Monday 25 May
Our walking tour of Dubrovnik, held in torrential rain, ensured our dislike for that well-touristed town. So we ducked out after the Rector's Palace, saw a totally unexpected Memling diptych as well as the expected Titian at the Dominican monastery, and headed out for lunch.
Once again, a little research in "Time Out Croatia" saved the day, though nothing could save the night.
We started at the tiny Lucin Kantun, where we had a few small plates: fish paté of tuna and anchovy, artistic smoked salmon on ribbon rolls of zucchini with a dusting of red caviar, monkfish wrapped in bacon on a scallop shell with greens, and tiny lamb brochettes in an intriguing honey and lavender sauce, which we will try to duplicate at home.
Astoundingly, they also offered Bartul Grk by the glass, so we had to try it, as well as a glass of Lipanović Vugava (new grape!).
To get to Lucin Kantun, we had had to pass a gantlet of restaurants touting fresh oysters, and Holt had caught a craving. Lucin Kantun didn't have oysters, so in our last 20 minutes before the bus left, we made a run for the place suggested by "Time Out," Oyster and Sushi Bar Bota.

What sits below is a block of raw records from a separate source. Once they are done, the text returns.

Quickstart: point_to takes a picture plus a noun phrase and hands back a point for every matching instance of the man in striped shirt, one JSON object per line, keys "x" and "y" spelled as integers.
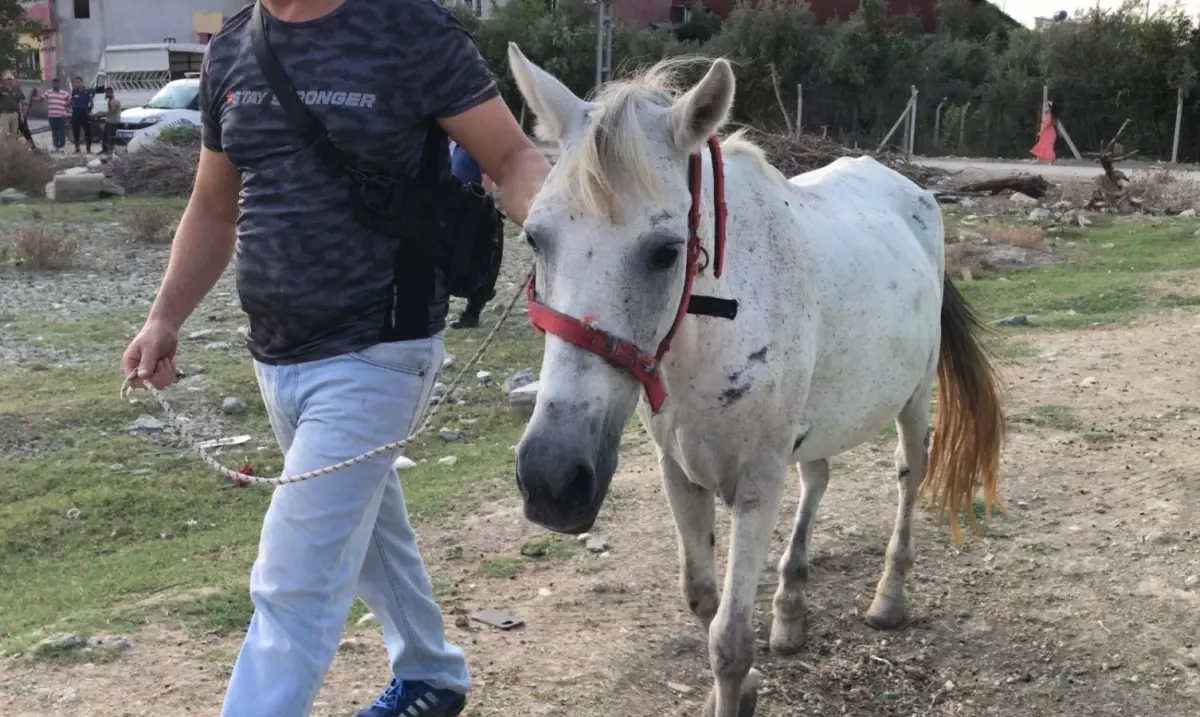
{"x": 58, "y": 109}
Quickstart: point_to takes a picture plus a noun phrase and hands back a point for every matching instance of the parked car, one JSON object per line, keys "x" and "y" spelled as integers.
{"x": 178, "y": 102}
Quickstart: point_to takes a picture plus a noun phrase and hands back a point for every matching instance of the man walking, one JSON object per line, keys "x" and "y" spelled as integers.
{"x": 465, "y": 167}
{"x": 345, "y": 323}
{"x": 81, "y": 113}
{"x": 58, "y": 109}
{"x": 112, "y": 119}
{"x": 23, "y": 115}
{"x": 12, "y": 100}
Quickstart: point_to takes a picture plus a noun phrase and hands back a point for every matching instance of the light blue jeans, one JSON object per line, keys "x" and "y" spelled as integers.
{"x": 330, "y": 537}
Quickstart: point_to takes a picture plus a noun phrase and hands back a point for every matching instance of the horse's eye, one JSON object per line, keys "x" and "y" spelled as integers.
{"x": 664, "y": 257}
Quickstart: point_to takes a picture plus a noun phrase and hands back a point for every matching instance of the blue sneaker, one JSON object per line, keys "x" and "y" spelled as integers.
{"x": 415, "y": 699}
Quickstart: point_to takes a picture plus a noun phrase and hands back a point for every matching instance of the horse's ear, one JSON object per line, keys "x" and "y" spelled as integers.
{"x": 699, "y": 114}
{"x": 557, "y": 108}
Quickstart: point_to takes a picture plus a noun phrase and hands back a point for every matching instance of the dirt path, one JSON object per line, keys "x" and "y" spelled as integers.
{"x": 1079, "y": 603}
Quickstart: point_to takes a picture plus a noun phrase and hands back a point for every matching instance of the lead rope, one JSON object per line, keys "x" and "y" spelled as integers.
{"x": 241, "y": 480}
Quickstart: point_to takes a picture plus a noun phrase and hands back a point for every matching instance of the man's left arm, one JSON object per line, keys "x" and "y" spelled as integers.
{"x": 461, "y": 92}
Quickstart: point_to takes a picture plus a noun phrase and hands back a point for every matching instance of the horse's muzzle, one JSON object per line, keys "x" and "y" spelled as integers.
{"x": 563, "y": 499}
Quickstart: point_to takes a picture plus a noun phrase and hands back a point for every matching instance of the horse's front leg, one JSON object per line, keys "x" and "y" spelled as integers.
{"x": 789, "y": 625}
{"x": 695, "y": 514}
{"x": 731, "y": 640}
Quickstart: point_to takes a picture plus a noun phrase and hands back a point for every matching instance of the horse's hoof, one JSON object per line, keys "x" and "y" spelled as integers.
{"x": 886, "y": 613}
{"x": 787, "y": 638}
{"x": 748, "y": 700}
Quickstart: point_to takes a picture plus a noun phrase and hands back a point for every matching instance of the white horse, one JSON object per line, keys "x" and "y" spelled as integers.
{"x": 844, "y": 321}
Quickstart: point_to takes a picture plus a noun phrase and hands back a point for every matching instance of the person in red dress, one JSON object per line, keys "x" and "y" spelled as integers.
{"x": 1044, "y": 148}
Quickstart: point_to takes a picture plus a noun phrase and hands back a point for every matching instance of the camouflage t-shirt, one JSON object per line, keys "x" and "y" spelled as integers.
{"x": 313, "y": 281}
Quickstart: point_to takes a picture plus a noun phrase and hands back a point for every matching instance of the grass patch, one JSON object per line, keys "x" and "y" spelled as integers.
{"x": 156, "y": 537}
{"x": 1056, "y": 417}
{"x": 1105, "y": 281}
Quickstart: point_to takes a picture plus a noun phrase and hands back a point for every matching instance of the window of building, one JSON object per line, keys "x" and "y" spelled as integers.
{"x": 29, "y": 64}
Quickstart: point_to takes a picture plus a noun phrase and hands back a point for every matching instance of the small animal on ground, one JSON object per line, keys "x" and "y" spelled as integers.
{"x": 844, "y": 321}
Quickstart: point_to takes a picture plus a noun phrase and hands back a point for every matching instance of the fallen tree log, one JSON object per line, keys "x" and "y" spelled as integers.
{"x": 1031, "y": 185}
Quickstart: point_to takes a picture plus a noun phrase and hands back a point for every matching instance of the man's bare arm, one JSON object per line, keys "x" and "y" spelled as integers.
{"x": 204, "y": 242}
{"x": 491, "y": 134}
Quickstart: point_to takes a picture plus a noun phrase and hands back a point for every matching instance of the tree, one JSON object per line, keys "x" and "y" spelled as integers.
{"x": 12, "y": 25}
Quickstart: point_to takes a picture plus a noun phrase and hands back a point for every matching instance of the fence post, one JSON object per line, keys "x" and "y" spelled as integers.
{"x": 912, "y": 122}
{"x": 937, "y": 124}
{"x": 901, "y": 120}
{"x": 963, "y": 128}
{"x": 1179, "y": 122}
{"x": 799, "y": 108}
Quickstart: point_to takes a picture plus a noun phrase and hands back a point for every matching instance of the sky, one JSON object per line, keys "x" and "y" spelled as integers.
{"x": 1024, "y": 11}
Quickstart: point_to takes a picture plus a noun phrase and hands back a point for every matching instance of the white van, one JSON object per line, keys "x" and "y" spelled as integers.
{"x": 137, "y": 72}
{"x": 177, "y": 103}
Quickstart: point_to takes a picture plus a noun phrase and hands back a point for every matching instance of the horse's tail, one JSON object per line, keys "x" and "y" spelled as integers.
{"x": 970, "y": 426}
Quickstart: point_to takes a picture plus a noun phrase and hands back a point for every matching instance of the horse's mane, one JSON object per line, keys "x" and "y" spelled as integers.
{"x": 613, "y": 146}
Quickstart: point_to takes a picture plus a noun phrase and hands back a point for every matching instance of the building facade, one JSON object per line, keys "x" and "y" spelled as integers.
{"x": 75, "y": 32}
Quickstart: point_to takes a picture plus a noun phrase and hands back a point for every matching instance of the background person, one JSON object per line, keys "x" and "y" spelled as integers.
{"x": 81, "y": 113}
{"x": 11, "y": 101}
{"x": 58, "y": 110}
{"x": 465, "y": 167}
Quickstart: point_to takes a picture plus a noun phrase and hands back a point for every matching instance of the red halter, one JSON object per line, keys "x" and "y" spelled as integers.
{"x": 619, "y": 351}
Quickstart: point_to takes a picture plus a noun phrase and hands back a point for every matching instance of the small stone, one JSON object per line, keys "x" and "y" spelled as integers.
{"x": 1014, "y": 320}
{"x": 111, "y": 643}
{"x": 1159, "y": 538}
{"x": 147, "y": 422}
{"x": 522, "y": 378}
{"x": 69, "y": 697}
{"x": 11, "y": 196}
{"x": 60, "y": 642}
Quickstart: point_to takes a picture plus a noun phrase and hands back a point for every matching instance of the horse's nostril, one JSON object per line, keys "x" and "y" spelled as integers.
{"x": 580, "y": 490}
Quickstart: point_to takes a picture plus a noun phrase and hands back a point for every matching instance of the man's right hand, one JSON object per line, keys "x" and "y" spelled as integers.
{"x": 151, "y": 354}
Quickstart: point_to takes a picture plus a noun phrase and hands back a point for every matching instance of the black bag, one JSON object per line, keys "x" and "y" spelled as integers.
{"x": 436, "y": 215}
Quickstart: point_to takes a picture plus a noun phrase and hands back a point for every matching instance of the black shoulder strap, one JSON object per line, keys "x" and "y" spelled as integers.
{"x": 310, "y": 127}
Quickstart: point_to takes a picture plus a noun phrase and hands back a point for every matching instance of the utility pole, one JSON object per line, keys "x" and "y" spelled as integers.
{"x": 604, "y": 40}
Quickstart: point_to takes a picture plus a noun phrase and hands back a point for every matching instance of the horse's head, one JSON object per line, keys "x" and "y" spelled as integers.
{"x": 610, "y": 229}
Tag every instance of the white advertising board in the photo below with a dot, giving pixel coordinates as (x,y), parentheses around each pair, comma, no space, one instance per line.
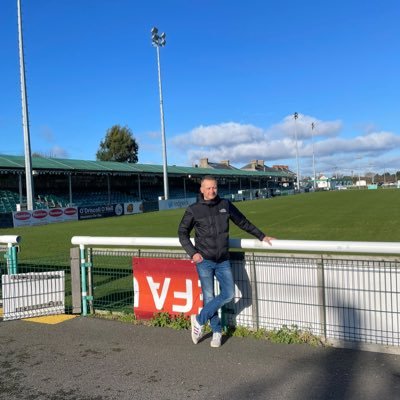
(175,203)
(44,216)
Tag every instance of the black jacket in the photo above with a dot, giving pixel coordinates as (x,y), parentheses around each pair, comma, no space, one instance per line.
(210,220)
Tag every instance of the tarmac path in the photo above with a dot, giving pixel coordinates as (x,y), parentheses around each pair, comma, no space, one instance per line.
(97,359)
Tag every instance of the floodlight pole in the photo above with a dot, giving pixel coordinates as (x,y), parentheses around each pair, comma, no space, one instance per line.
(159,41)
(25,120)
(295,116)
(312,139)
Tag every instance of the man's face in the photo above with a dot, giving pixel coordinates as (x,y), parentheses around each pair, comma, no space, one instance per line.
(209,189)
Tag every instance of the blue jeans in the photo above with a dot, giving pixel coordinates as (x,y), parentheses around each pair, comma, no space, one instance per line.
(222,271)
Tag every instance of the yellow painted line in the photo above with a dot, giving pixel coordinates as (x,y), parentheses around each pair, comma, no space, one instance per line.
(50,319)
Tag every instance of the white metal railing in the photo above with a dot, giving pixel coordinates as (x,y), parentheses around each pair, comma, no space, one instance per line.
(293,245)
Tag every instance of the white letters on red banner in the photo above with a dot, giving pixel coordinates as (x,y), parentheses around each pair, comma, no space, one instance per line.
(165,285)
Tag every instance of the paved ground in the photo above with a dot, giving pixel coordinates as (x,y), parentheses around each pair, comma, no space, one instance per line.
(94,359)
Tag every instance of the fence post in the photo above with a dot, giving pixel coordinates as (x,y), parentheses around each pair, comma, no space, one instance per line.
(321,293)
(75,280)
(83,279)
(254,293)
(11,256)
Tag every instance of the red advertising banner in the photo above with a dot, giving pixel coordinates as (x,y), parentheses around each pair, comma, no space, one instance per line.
(165,285)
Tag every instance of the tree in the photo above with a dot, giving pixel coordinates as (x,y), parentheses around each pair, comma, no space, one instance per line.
(118,145)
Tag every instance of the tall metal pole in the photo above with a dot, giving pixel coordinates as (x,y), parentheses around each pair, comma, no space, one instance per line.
(25,120)
(159,40)
(312,139)
(295,116)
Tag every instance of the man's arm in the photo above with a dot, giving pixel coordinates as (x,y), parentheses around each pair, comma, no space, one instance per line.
(185,227)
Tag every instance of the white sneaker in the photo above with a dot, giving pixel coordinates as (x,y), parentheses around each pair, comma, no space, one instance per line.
(197,329)
(216,340)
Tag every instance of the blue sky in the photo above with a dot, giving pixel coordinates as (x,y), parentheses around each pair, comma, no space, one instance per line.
(233,75)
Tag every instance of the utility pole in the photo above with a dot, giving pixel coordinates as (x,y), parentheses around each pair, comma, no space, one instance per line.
(25,120)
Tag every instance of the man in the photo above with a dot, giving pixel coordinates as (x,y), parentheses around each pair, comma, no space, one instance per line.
(209,218)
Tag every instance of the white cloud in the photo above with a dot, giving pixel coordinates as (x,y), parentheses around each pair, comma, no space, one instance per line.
(224,134)
(241,143)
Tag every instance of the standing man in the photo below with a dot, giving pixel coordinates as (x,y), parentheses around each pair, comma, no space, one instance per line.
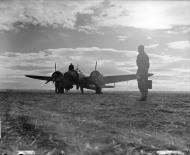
(142,72)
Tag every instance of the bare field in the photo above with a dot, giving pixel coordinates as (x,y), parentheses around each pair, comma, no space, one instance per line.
(90,124)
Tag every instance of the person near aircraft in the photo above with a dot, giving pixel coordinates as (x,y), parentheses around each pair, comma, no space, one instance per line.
(142,72)
(71,67)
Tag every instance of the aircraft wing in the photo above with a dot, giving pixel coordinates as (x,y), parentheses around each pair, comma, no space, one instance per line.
(45,78)
(120,78)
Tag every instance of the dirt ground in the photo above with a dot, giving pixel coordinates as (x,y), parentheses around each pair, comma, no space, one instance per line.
(89,124)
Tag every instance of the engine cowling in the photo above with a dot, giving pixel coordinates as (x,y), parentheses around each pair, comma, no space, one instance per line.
(97,78)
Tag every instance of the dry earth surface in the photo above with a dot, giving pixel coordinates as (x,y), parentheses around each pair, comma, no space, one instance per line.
(109,124)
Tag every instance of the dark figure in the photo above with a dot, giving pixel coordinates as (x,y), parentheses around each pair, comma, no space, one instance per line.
(71,67)
(142,72)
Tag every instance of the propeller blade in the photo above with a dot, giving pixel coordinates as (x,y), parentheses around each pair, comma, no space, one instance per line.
(96,66)
(48,80)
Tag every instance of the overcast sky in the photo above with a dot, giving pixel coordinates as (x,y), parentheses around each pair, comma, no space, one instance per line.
(34,34)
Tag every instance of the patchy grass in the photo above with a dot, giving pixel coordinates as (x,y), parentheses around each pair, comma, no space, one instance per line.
(90,124)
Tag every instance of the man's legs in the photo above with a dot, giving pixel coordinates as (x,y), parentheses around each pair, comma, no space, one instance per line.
(143,87)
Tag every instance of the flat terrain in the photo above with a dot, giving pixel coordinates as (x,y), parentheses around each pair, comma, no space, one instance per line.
(90,124)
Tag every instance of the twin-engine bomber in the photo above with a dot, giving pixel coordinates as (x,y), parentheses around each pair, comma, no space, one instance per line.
(95,81)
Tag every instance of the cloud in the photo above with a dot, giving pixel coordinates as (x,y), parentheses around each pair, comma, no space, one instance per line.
(179,45)
(56,14)
(122,38)
(90,15)
(171,71)
(158,14)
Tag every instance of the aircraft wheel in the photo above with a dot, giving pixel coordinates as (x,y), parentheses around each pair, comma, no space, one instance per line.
(99,90)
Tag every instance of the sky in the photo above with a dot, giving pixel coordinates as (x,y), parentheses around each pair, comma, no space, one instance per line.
(34,34)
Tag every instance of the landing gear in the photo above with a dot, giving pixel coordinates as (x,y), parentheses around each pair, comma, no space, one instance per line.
(99,90)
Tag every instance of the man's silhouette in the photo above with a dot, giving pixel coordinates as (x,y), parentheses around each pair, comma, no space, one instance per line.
(142,72)
(71,67)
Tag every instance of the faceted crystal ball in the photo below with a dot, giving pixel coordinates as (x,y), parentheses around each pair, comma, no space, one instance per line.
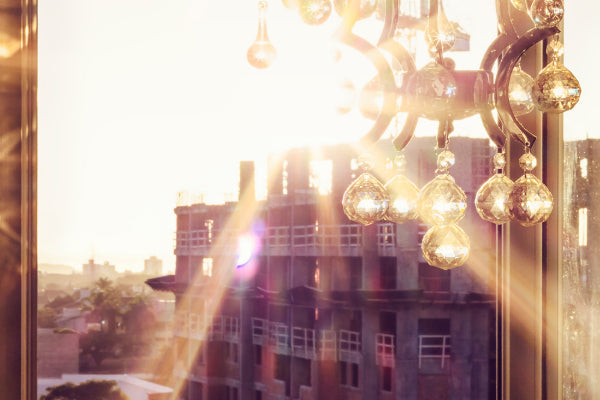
(403,199)
(366,200)
(314,12)
(491,200)
(367,7)
(445,246)
(555,89)
(441,201)
(546,13)
(529,201)
(519,92)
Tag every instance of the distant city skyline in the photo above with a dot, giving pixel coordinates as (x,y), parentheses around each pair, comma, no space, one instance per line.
(131,114)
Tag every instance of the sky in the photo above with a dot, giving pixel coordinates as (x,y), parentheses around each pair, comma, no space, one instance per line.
(141,99)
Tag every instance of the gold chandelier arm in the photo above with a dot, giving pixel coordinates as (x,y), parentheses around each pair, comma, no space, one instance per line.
(509,60)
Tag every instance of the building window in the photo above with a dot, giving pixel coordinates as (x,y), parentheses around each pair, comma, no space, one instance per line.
(387,273)
(386,379)
(258,354)
(207,266)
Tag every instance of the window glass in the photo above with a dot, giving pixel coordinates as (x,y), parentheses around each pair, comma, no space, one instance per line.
(581,214)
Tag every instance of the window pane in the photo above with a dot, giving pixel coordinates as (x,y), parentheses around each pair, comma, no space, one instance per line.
(581,215)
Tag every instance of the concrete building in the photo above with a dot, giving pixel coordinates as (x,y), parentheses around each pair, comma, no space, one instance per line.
(153,266)
(96,271)
(321,307)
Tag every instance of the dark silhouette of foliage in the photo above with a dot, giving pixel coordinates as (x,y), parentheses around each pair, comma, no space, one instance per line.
(88,390)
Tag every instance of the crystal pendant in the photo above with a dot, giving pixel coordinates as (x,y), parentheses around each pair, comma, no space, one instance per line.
(314,12)
(529,201)
(546,13)
(365,200)
(367,7)
(444,35)
(403,199)
(555,89)
(520,5)
(519,92)
(445,246)
(261,53)
(441,201)
(491,200)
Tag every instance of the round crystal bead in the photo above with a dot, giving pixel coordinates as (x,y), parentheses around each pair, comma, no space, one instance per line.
(499,160)
(556,89)
(445,160)
(555,49)
(527,162)
(441,201)
(403,196)
(529,201)
(519,92)
(491,200)
(365,200)
(546,13)
(314,12)
(445,246)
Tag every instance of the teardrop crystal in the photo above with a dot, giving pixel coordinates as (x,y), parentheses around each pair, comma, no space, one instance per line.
(491,200)
(261,53)
(443,35)
(529,201)
(555,89)
(546,13)
(367,7)
(403,199)
(520,5)
(445,246)
(519,92)
(314,12)
(365,200)
(441,201)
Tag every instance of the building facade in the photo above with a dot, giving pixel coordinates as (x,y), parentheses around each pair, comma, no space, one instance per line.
(320,307)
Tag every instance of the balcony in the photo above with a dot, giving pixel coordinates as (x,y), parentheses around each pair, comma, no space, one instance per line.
(434,346)
(349,346)
(279,338)
(260,331)
(303,343)
(384,350)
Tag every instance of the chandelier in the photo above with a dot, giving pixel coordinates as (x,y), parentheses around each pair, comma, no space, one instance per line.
(440,92)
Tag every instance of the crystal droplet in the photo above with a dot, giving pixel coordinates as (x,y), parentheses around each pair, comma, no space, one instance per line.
(365,200)
(546,13)
(529,201)
(555,89)
(291,4)
(555,49)
(520,5)
(344,96)
(519,92)
(499,161)
(434,88)
(261,53)
(527,162)
(445,246)
(445,160)
(314,12)
(367,7)
(444,35)
(441,201)
(491,200)
(403,199)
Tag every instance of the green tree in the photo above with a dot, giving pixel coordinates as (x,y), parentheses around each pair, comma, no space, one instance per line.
(88,390)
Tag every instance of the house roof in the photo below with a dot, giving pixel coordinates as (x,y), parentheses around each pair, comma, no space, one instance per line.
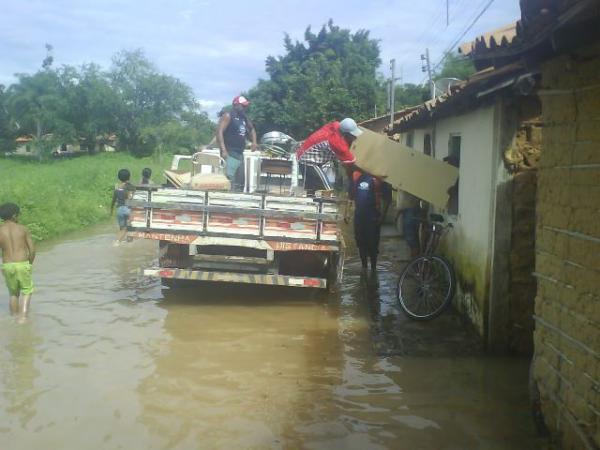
(386,117)
(540,20)
(461,96)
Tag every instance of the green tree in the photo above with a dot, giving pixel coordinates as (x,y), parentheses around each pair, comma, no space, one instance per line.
(93,104)
(6,130)
(151,104)
(37,107)
(328,76)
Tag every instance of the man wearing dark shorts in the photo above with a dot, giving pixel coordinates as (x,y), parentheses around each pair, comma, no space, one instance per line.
(233,130)
(372,198)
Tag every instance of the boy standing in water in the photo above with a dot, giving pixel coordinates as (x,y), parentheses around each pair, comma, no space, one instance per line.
(18,254)
(121,194)
(372,197)
(146,174)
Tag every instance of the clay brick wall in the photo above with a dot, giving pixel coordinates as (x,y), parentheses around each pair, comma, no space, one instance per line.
(522,159)
(567,308)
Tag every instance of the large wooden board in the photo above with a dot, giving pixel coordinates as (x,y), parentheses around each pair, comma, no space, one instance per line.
(404,168)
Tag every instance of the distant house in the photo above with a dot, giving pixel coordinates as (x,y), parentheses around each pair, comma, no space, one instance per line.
(489,127)
(562,40)
(525,134)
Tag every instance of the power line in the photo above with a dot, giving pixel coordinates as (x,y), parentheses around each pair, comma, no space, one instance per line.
(462,35)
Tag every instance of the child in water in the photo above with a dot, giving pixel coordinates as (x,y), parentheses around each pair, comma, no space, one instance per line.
(123,191)
(18,254)
(146,174)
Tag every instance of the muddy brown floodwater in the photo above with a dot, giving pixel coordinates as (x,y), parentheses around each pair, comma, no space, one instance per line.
(108,360)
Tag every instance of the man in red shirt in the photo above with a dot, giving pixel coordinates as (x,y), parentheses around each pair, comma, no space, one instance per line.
(331,141)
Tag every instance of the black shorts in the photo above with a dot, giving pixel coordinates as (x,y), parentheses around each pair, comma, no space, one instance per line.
(367,231)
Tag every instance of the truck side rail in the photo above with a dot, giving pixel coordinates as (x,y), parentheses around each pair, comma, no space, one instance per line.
(251,216)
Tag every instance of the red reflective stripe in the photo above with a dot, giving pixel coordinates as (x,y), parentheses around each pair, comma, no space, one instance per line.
(311,282)
(166,273)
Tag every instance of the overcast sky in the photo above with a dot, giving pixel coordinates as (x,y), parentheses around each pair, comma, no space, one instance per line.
(219,47)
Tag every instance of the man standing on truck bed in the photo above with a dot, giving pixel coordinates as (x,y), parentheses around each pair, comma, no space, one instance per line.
(234,127)
(329,142)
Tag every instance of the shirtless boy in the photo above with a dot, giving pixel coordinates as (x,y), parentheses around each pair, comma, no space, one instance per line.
(18,254)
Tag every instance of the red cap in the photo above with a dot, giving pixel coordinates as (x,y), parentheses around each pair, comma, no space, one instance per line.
(241,100)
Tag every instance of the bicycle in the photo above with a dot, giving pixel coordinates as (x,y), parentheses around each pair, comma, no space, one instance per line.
(427,284)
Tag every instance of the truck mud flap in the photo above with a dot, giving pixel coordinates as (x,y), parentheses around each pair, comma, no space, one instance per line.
(233,277)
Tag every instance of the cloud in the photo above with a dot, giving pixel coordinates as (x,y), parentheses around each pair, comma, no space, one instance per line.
(219,48)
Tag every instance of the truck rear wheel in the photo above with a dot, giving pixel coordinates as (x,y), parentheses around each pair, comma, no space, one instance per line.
(174,256)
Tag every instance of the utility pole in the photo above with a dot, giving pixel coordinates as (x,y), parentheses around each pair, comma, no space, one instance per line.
(426,67)
(392,89)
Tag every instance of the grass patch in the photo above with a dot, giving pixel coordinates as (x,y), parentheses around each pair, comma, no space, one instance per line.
(67,195)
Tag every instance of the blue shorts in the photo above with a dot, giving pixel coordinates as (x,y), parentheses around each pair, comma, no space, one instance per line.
(410,226)
(123,213)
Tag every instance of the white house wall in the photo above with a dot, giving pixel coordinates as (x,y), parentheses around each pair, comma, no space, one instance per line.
(469,243)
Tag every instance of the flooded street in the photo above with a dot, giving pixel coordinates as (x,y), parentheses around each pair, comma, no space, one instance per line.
(108,360)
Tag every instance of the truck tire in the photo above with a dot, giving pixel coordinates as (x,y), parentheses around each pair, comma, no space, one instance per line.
(174,256)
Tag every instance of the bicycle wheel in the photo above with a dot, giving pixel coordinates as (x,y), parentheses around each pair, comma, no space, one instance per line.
(426,287)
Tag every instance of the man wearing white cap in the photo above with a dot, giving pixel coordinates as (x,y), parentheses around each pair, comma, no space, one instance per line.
(233,130)
(331,141)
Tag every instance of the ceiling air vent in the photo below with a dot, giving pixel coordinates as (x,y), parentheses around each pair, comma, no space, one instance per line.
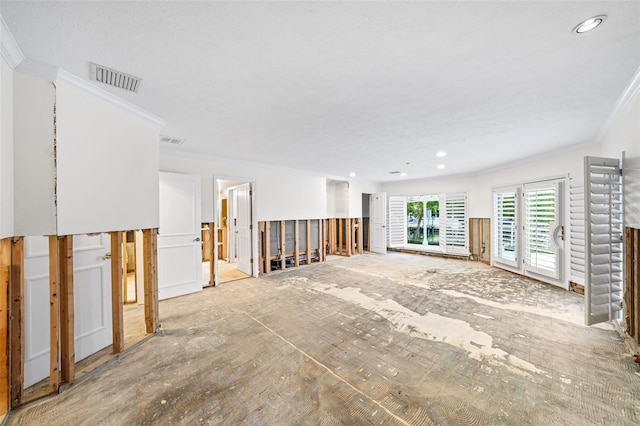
(171,140)
(115,78)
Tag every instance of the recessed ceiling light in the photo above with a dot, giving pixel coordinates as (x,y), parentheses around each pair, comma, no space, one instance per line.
(589,24)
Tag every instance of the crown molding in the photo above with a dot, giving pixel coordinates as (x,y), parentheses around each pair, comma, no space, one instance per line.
(77,82)
(630,94)
(11,52)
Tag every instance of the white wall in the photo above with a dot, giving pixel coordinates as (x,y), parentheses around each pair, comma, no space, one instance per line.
(279,194)
(34,171)
(356,189)
(479,187)
(6,150)
(624,135)
(107,174)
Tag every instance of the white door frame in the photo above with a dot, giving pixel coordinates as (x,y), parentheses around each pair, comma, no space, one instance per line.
(254,222)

Their outside patio was empty after the rain, but a kind waiter seated us, and hearing our time constraints, immediately brought out a couple of chilled glasses of white wine, and then a dozen of the best from the oyster beds of Ston, all within 15 minutes. These bursting-crisp briny beauties even surpassed the exquisitely-dressed half dozen we'd had at Paradigma; in our opinion, flavor and freshness beat prep and fuss.
This made us happy enough to overlook that night's dinner of three sorts of mystery meats and limp cabbage at the Hotel Katarina in a benighted exurb, Dugopolje, 15 km. outside Split. At least we now know enough to bring our own water bottle to hotel dinners.